After years of involvement with the Harasiis tribe on the edge of the Empty Quarter in Oman (Rub’ al-Khali) I was at last able to persuade three Harasiis women to be interviewed. I had already interviewed their fathers, husbands, and cousins and these interviews were posted on this website in 2012 and 2014. It was time to give women a voice. As this site was regularly viewed by members of the Harasiis tribe, I knew I could get true Free, Prior, and Informed Consent (FPIC). But I had not realized the accommodation and difficulties this would also create. My interviews with Harasiis males were often on a one-to- one basis, no bystanders interrupted and required few prompts on my part to keep the narrative flowing. With my women interviewees the recordings were not so straight forward or ‘clean’ from interruptions.

My first interview was with a Harasiis woman born in the early 1950s. She was a mother of eight children and too many grandchildren to count. She had spent most of her life living in the Jiddat al-Harasiis where campsites were built around the shade provided by an acacia tree, or later by tarpaulin thrown over fencing. She was a Harsousi speaker, one of six distinct non-Arabic, Semitic languages spoken in Oman and Yemen. When I first met her 45 years ago, she spoke only Harsousi and a few words of Arabic. By the time of this interview in 2024, her Arabic was much stronger, but she had trouble understanding my Arabic. Perhaps my intonation was odd to her. Throughout the interview her children and grandchildren regularly interrupted and restated my questions — in Arabic and Harsousi. She was interviewed at the azbah (mobile camel camp) of her youngest daughter.

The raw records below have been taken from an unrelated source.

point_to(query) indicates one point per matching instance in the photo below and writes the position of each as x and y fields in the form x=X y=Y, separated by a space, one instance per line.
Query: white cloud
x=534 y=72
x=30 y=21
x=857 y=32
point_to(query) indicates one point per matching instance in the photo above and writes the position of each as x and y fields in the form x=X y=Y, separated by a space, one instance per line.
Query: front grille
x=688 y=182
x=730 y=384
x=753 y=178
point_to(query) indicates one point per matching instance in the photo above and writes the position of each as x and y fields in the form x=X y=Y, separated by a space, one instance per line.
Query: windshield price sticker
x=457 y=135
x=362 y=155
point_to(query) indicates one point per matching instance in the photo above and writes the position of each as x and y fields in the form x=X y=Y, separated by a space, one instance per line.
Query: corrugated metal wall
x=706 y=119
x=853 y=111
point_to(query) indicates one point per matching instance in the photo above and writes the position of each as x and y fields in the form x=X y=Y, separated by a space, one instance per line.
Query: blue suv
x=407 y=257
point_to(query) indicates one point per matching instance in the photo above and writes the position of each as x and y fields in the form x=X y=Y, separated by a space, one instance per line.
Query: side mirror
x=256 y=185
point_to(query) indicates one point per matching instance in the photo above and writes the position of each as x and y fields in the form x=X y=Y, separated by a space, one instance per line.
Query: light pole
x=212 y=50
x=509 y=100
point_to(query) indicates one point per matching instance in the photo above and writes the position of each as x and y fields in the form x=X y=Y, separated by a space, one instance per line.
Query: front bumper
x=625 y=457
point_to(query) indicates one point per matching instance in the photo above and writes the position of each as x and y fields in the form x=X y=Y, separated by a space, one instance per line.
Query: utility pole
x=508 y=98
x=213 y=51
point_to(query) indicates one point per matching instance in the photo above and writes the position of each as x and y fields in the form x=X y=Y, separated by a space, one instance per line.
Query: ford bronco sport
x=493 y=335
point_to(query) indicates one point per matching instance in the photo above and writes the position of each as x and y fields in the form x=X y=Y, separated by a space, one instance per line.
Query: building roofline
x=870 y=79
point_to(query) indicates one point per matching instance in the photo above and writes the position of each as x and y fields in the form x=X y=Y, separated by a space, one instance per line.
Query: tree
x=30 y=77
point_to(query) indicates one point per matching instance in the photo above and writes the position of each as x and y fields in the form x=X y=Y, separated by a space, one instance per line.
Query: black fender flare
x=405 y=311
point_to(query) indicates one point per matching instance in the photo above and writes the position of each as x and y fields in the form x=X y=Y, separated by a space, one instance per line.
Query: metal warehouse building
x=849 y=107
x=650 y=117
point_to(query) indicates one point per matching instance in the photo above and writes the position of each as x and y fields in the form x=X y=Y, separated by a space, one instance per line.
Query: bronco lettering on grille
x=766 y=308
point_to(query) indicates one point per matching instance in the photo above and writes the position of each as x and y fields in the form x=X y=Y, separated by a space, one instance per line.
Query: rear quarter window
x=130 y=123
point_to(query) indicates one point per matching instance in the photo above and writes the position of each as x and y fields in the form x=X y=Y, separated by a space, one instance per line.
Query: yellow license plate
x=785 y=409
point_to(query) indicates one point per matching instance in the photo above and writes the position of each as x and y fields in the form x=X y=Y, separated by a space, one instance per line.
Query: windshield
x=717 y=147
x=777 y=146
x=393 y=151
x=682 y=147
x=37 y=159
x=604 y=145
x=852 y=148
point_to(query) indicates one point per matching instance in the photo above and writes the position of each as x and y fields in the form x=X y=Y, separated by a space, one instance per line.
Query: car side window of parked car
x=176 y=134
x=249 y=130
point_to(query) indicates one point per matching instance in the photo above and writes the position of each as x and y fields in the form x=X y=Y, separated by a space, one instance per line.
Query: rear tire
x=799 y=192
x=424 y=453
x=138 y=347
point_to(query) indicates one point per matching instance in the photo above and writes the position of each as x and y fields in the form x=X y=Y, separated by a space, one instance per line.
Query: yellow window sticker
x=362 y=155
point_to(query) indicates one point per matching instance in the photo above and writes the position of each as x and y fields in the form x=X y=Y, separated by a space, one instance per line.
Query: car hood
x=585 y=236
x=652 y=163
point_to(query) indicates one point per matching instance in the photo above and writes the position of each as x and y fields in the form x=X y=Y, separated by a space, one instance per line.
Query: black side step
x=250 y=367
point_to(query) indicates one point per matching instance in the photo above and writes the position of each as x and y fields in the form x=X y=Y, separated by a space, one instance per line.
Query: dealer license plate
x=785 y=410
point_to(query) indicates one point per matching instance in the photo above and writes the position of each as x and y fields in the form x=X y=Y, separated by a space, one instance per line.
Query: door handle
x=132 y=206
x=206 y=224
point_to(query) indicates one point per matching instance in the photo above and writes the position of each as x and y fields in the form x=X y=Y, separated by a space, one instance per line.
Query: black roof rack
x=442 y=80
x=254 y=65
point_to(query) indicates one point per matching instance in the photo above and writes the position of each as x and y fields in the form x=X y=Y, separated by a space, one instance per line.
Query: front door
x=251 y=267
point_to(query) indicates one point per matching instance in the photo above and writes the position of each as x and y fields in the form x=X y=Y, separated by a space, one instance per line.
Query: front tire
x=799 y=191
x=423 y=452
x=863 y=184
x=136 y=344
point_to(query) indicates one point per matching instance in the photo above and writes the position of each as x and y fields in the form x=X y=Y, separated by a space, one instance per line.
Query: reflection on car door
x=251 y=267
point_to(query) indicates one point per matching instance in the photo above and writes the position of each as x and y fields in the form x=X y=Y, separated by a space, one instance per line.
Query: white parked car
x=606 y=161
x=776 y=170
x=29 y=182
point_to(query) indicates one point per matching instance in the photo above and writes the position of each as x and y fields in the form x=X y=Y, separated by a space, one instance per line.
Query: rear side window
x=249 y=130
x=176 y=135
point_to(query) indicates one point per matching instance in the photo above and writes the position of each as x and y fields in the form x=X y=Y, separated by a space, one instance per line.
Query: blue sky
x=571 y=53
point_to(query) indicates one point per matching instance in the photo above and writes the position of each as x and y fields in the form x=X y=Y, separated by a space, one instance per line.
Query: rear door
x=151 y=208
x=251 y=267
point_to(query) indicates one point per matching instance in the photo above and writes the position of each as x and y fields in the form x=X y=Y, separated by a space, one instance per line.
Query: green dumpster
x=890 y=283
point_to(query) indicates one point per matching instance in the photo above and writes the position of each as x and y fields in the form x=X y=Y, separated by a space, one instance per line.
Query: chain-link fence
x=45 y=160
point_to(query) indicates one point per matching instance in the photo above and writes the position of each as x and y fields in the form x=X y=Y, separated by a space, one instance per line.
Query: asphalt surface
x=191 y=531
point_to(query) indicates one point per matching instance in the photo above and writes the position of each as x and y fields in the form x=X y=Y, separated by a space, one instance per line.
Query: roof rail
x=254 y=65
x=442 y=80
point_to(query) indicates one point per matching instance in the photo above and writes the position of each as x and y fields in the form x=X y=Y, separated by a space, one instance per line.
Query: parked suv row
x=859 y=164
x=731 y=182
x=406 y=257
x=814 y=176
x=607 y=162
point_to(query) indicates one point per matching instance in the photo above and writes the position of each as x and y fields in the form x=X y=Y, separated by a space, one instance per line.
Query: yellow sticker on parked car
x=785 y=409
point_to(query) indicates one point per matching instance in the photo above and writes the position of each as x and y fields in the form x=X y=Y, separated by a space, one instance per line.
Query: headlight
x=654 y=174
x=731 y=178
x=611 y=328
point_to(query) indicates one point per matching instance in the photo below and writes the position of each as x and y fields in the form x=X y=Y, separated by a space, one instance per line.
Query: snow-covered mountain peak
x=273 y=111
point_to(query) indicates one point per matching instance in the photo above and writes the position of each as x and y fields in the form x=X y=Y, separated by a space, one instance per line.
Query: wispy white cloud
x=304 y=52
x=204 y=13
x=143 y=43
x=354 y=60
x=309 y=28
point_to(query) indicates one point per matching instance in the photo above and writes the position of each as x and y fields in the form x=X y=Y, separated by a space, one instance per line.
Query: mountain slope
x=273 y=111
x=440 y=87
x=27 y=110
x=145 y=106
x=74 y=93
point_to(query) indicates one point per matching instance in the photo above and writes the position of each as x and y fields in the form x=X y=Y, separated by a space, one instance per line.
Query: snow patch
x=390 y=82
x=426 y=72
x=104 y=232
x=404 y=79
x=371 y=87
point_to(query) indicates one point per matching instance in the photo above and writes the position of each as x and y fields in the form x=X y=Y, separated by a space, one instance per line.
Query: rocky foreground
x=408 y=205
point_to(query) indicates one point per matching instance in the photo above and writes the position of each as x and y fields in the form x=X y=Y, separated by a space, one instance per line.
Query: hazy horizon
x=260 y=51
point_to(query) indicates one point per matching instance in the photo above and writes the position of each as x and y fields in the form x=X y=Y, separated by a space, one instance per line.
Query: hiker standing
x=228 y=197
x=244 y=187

My second interview was with a Harasiis woman born in the early 1970s. By the time we opened the first school in Haima, the tribal centre in the middle of the Jiddat at-Harasiis, she was considered too old to be enrolled, although her younger sisters and brothers did attend school. One of her brothers used his education well and became a representative of the entire governorate of Al Wusta, to the State Consultative Council. She was interviewed in her home — a low-lying villa in Haima- air-conditioned and well-furnished in the style that so many Harasiis homes in Haima admired. Like all the families in Haima, her family had an azbah which they visited as often as possible on weekends, holidays, and during school breaks.

My third interview was with a Harasiis woman born in the early 1980s. Educated through high school, intelligent, clever, and very much the ‘apple of her father’s eye’, she surprised me as we were setting up by only agreeing to an audio interview. No camera, she said. This was the smoothest of interviews as her responses were always on track, revealing much about the way in which life had changed. Even for her, she did not leave the desert and move into a villa in Haima until her early twenties, when she married. Fortunately, we were able to film her azbah, her family’s camels and goats, her children, nieces, and nephews, the marquee that most of the family sat under to chat and eat throughout the day. She also had a water bowser, a kitchen caravan, and a mobile ‘room’ with balcony and WIFI connection.

I asked all three of my women interviewees the same questions: what was life like in the past, how much has it changed today, and if they had three wishes, for what would they wish? I was surprised at how similar all three women respond to this last question. They all expressed wishes for good health, long life, and success for their children. I wondered how different the response would have been had I asked a woman on the street in London or another Western city.